You are viewing a preview of this job. Log in or register to view more details about this job.

Governance & Trust – Safety Specialist

We believe the foundation of AI safety is high-quality human data. Models can’t evaluate themselves — they need humans who can apply structured judgment to complex, nuanced outputs.

We’re building a flexible pod of Safety specialists: contributors from both technical and non-technical backgrounds who will serve as expert data annotators.

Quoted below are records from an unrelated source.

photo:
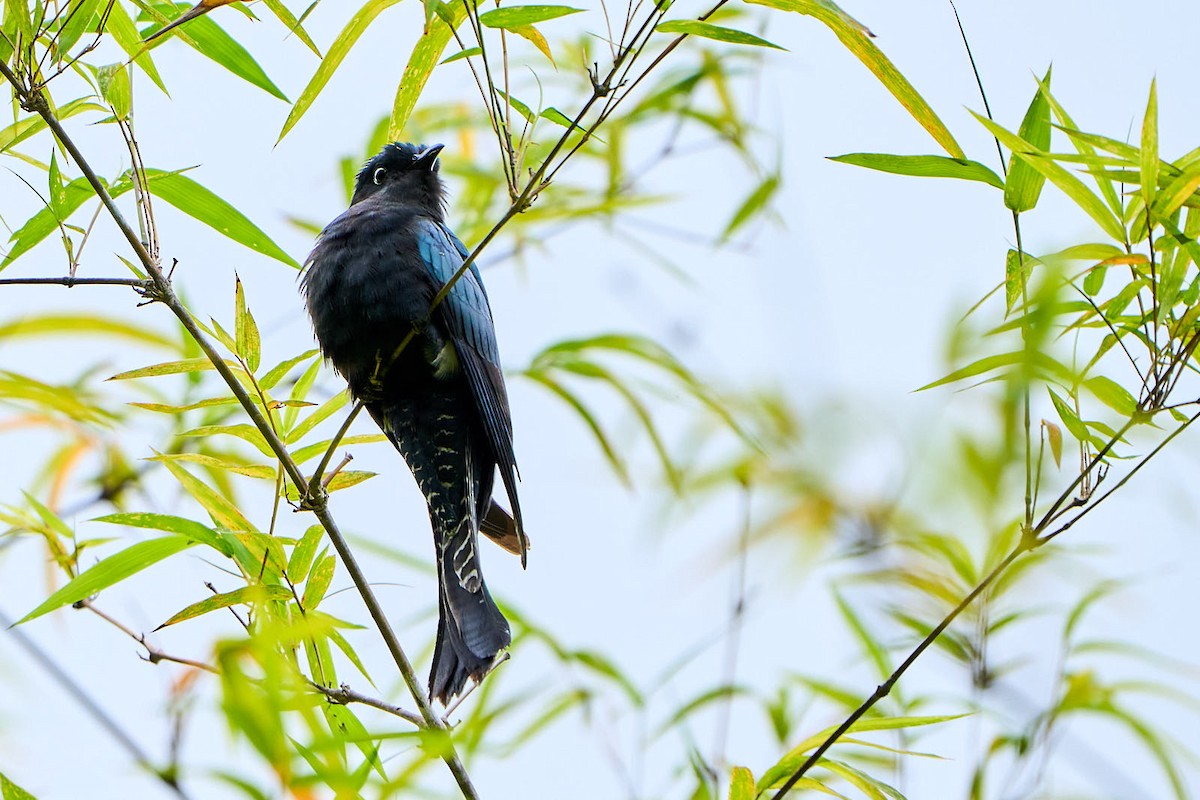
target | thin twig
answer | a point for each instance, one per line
(154, 655)
(67, 281)
(91, 707)
(343, 696)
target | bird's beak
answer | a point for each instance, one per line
(429, 157)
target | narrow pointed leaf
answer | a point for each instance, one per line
(245, 596)
(201, 204)
(213, 42)
(857, 38)
(924, 167)
(337, 52)
(112, 571)
(426, 54)
(517, 16)
(1150, 146)
(318, 582)
(1024, 181)
(246, 330)
(225, 513)
(717, 32)
(1068, 184)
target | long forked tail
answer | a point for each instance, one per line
(472, 631)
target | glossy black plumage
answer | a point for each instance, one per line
(442, 402)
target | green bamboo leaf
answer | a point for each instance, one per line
(201, 204)
(603, 666)
(425, 55)
(166, 408)
(755, 203)
(189, 528)
(223, 512)
(243, 431)
(1054, 435)
(303, 554)
(78, 19)
(347, 650)
(28, 126)
(924, 167)
(343, 480)
(337, 52)
(1113, 395)
(1017, 276)
(54, 324)
(111, 571)
(261, 471)
(117, 89)
(857, 38)
(742, 785)
(717, 32)
(213, 42)
(171, 368)
(123, 30)
(250, 595)
(589, 419)
(1024, 181)
(798, 755)
(318, 449)
(1069, 419)
(276, 373)
(246, 330)
(1150, 146)
(517, 16)
(1068, 184)
(318, 582)
(327, 409)
(457, 56)
(1181, 190)
(285, 16)
(534, 36)
(10, 791)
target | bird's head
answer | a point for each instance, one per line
(406, 173)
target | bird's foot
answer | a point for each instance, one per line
(501, 657)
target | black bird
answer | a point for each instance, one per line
(369, 282)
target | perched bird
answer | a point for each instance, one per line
(441, 400)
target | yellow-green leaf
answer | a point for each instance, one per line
(742, 785)
(171, 368)
(923, 167)
(425, 55)
(225, 513)
(856, 37)
(1024, 181)
(249, 595)
(717, 32)
(10, 791)
(246, 330)
(337, 52)
(1150, 146)
(1054, 435)
(300, 560)
(517, 16)
(201, 204)
(111, 571)
(318, 582)
(1067, 184)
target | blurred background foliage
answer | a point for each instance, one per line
(1079, 366)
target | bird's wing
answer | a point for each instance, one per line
(468, 318)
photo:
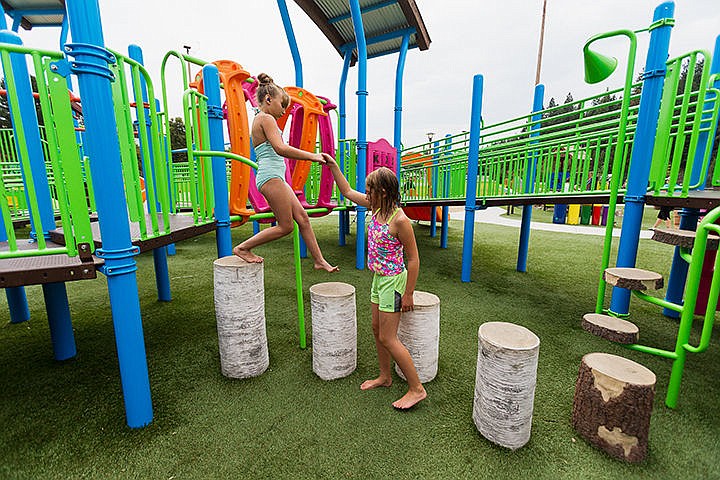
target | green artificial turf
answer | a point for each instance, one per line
(66, 420)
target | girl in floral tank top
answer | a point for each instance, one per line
(385, 252)
(393, 257)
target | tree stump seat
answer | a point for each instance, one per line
(612, 405)
(240, 314)
(334, 329)
(683, 238)
(610, 328)
(633, 278)
(505, 383)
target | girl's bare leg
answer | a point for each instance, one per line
(280, 198)
(303, 221)
(384, 359)
(388, 337)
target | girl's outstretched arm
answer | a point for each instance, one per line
(406, 235)
(354, 196)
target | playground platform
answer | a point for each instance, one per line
(181, 227)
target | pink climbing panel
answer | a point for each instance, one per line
(381, 154)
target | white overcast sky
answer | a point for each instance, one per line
(497, 38)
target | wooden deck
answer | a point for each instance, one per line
(705, 199)
(59, 267)
(182, 227)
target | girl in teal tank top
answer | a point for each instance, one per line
(270, 176)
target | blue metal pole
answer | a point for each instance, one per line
(342, 132)
(220, 187)
(400, 70)
(689, 216)
(471, 188)
(292, 42)
(90, 64)
(639, 171)
(17, 304)
(58, 311)
(362, 133)
(524, 243)
(446, 194)
(16, 297)
(162, 275)
(56, 303)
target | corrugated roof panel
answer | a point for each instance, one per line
(380, 17)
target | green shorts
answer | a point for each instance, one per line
(387, 292)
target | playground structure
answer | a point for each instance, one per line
(601, 151)
(655, 144)
(117, 166)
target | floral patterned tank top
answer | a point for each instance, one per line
(385, 252)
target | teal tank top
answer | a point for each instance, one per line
(270, 164)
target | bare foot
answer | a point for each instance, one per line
(326, 266)
(377, 382)
(247, 255)
(410, 399)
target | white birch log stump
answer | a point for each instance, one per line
(240, 314)
(334, 329)
(419, 331)
(505, 383)
(612, 405)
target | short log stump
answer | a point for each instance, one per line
(612, 405)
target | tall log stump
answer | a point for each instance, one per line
(334, 329)
(240, 315)
(505, 383)
(612, 405)
(419, 331)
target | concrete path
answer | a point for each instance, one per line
(494, 215)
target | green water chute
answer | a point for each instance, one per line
(598, 67)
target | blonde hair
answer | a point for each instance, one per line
(386, 190)
(267, 88)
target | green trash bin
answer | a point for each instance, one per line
(585, 214)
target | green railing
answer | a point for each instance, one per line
(62, 155)
(199, 167)
(146, 153)
(568, 151)
(685, 116)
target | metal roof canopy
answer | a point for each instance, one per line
(35, 13)
(385, 23)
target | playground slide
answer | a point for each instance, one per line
(418, 213)
(233, 76)
(423, 213)
(327, 143)
(312, 109)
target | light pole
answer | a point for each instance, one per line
(187, 52)
(542, 39)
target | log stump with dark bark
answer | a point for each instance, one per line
(612, 405)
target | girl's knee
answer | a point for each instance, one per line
(285, 228)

This pod will annotate and evaluate AI behaviors to ensure the systems are safe.

No prior annotation experience is required — instead, we’re looking for people with the ability to make careful, consistent decisions in ambiguous situations.

This role may include reviewing AI outputs that touch on sensitive topics such as bias, misinformation, or harmful behaviors. All work is text-based, and participation in higher-sensitivity projects is optional and supported by clear guidelines and wellness resources.

What You’ll Do

Produce high-quality human data by annotating AI outputs against safety criteria (e.g., bias, misinformation, disallowed content, unsafe reasoning, etc).

Apply harm taxonomies and guidelines consistently, even when tasks are ambiguous.

Document your reasoning to improve guidelines

Collaborate to provide the human data that powers AI safety research, model improvements, and risk audits.

Who You Are

You have a background in trust & safety, governance, or policy-to-product frameworks.

You’ve worked with harm taxonomies, safety-by-design principles, or regulatory frameworks (EU AI Act, NIST AI RMF).

You’re skilled at translating abstract policies into concrete evaluation criteria.

You’re motivated by reducing user harm and ensuring systems are safe, ethical, and compliant.

Examples of past titles: Trust & Safety Analyst, Online Safety Specialist, Policy Researcher, Governance Specialist, UX Researcher, Risk & Policy Associate, Regulatory Affairs Analyst, Safety Policy Manager, Ethics & Compliance Coordinator.

What Success Looks Like

Your annotations are accurate, high-quality and consistent, even across ambiguous cases.

You help surface risks early that automated tools miss.

Guidelines and taxonomies improve based on your feedback.

The data you produce directly strengthens AI model safety and compliance.